Okręgowy inspektor pracy w Szczecinie nakazał spółce utworzenie komórki służby BHP w sposób określony w art. 237[11] § 1 kodeksu pracy. Przepis ten zobowiązuje pracodawcę zatrudniającego więcej niż 100 osób do utworzenia własnej służby BHP.
Firma zapewniła, że troskę o BHP powierzyła na podstawie umowy-zlecenia specjaliście zewnętrznemu, prowadzącemu własną działalność gospodarczą. Jego kwalifikacje potwierdził inspektor pracy podczas przeprowadzanej kontroli. W związku z nakazem spółka złożyła jednak do urzędu pracy ofertę pracy na stanowisko behapowca. Po miesiącu urząd pracy poinformował spółkę, że nie może zrealizować oferty. W rejestrze osób bezrobotnych nie figurują bowiem osoby z kwalifikacjami określonymi w ofercie.

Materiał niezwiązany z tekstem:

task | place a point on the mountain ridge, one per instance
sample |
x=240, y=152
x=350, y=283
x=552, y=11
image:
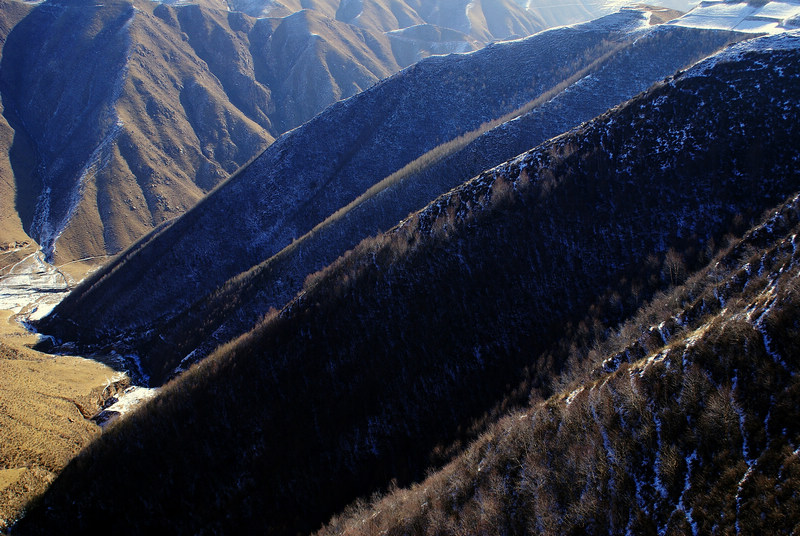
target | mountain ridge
x=357, y=380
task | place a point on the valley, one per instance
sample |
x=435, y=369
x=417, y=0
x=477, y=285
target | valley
x=408, y=267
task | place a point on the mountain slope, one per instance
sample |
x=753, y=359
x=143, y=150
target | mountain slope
x=12, y=233
x=400, y=344
x=685, y=425
x=314, y=170
x=152, y=105
x=242, y=301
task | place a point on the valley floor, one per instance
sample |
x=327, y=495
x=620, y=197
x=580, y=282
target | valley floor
x=46, y=401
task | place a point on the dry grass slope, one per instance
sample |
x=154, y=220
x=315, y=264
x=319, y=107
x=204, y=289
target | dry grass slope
x=45, y=404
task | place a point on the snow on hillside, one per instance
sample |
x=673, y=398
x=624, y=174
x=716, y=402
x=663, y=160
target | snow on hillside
x=782, y=41
x=32, y=286
x=771, y=18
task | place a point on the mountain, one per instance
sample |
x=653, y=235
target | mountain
x=153, y=105
x=243, y=300
x=393, y=352
x=687, y=424
x=151, y=289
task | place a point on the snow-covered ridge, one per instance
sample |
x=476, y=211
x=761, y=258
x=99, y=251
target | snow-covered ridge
x=782, y=41
x=771, y=18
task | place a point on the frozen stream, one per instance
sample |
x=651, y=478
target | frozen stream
x=31, y=288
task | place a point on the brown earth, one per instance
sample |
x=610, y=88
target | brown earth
x=45, y=403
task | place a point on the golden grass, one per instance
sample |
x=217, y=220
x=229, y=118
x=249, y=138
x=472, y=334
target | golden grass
x=44, y=404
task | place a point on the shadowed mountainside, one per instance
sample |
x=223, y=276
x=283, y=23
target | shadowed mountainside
x=398, y=346
x=237, y=305
x=315, y=170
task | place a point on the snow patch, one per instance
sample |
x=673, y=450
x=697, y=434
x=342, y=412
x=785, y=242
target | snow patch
x=772, y=18
x=131, y=398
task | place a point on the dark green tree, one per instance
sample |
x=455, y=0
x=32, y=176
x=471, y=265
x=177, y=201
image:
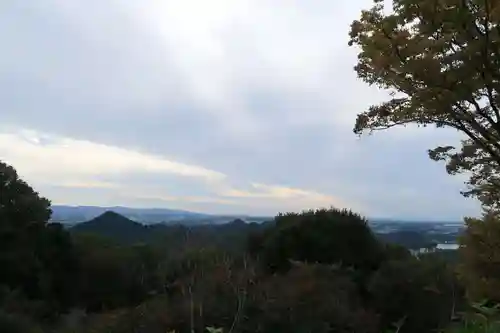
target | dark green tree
x=327, y=236
x=37, y=260
x=441, y=62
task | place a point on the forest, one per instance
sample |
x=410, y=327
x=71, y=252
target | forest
x=318, y=271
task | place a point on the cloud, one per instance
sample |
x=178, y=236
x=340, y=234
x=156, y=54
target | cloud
x=55, y=162
x=189, y=103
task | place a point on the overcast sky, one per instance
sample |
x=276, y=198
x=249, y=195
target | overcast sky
x=221, y=106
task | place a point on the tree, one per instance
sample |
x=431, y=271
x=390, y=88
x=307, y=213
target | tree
x=440, y=59
x=23, y=214
x=480, y=258
x=422, y=294
x=327, y=236
x=37, y=260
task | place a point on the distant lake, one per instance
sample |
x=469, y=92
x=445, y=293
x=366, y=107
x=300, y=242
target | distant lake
x=447, y=246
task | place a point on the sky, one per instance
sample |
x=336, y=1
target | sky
x=222, y=106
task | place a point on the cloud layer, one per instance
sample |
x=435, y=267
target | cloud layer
x=227, y=106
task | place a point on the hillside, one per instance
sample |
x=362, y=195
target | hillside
x=113, y=226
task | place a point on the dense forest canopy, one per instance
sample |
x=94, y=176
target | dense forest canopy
x=317, y=271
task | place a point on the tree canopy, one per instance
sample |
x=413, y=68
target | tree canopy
x=440, y=60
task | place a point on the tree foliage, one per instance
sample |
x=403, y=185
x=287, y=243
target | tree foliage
x=440, y=59
x=327, y=236
x=480, y=258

Spółka wyjaśniła, że już poprzednio próbowała znaleźć specjalistę, który wykonywałby zadania służby BHP na podstawie umowy o pracę. Niestety, okazało się, że specjaliści z wymaganymi kwalifikacjami nie są zainteresowani pracą na pełny etat.
– Prowadząc działalność gospodarczą, mogą obsługiwać kilka zakładów pracy jednocześnie i więcej zarabiać – twierdziła firma. – Stanowisko inspektora pracy dotyczące zatrudnienia etatowego specjalisty do komórki służby BHP całkowicie odbiega od realiów lokalnego rynku pracy – argumentowała w skardze do Wojewódzkiego Sądu Administracyjnego w Szczecinie.

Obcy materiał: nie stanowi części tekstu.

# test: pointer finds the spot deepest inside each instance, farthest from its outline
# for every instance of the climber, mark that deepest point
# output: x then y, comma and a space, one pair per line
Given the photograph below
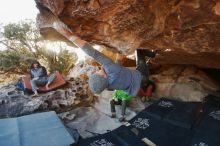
39, 77
113, 75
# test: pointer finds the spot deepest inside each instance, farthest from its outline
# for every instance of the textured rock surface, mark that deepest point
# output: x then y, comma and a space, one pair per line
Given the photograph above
183, 83
183, 31
74, 94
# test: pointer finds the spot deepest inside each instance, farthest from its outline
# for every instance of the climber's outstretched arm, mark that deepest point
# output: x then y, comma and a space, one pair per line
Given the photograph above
86, 47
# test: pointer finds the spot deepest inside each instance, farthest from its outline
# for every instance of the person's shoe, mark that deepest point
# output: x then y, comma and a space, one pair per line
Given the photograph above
122, 119
113, 115
47, 87
34, 95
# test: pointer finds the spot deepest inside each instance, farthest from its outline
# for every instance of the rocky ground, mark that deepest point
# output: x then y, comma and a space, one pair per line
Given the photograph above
80, 109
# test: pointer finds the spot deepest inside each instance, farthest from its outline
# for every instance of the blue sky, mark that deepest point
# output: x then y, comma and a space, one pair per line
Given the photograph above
16, 10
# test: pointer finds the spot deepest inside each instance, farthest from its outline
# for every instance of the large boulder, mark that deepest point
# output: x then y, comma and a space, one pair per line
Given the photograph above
182, 32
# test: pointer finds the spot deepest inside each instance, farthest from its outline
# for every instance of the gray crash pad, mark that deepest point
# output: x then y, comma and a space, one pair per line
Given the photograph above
41, 129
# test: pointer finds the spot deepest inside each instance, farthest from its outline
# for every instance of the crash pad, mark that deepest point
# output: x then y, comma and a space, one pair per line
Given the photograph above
159, 125
59, 81
41, 129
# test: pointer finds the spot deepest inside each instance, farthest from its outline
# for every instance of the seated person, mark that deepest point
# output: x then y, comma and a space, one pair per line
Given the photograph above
39, 77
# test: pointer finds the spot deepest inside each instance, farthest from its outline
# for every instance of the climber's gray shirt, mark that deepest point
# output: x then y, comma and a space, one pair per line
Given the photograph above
118, 77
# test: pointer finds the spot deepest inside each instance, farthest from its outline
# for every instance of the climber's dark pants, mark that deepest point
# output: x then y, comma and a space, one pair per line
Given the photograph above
119, 102
142, 65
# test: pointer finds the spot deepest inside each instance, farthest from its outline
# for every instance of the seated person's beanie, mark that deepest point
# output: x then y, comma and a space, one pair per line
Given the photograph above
97, 83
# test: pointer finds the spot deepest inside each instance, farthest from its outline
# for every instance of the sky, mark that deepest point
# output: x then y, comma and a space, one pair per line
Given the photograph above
12, 11
16, 10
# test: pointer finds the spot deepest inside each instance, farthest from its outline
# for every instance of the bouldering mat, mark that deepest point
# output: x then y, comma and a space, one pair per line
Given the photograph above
41, 129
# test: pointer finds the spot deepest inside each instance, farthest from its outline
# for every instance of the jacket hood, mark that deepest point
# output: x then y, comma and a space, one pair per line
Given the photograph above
34, 62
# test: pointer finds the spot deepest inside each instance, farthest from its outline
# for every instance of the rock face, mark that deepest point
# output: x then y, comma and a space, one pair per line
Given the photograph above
75, 93
183, 32
183, 83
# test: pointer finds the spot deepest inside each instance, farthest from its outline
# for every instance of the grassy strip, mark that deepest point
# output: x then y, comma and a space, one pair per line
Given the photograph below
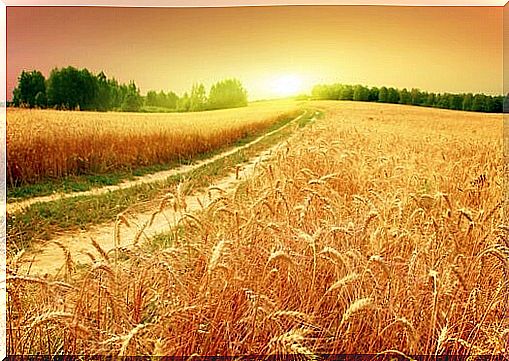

Okręgowy inspektor pracy przypomniał, że zgodnie z przepisami kodeksu pracy i unijną dyrektywą nr 89/391/EWG spółka zatrudniająca – jak tutaj 126 osób – jest zobowiązana utworzyć własną służbę BHP. Zastępując własną służbę zewnętrzną, nie może kierować się innymi przesłankami niż wymienione w kodeksie pracy. Nie może to też być spowodowane dążeniem do zmniejszenia kosztów służby bhp.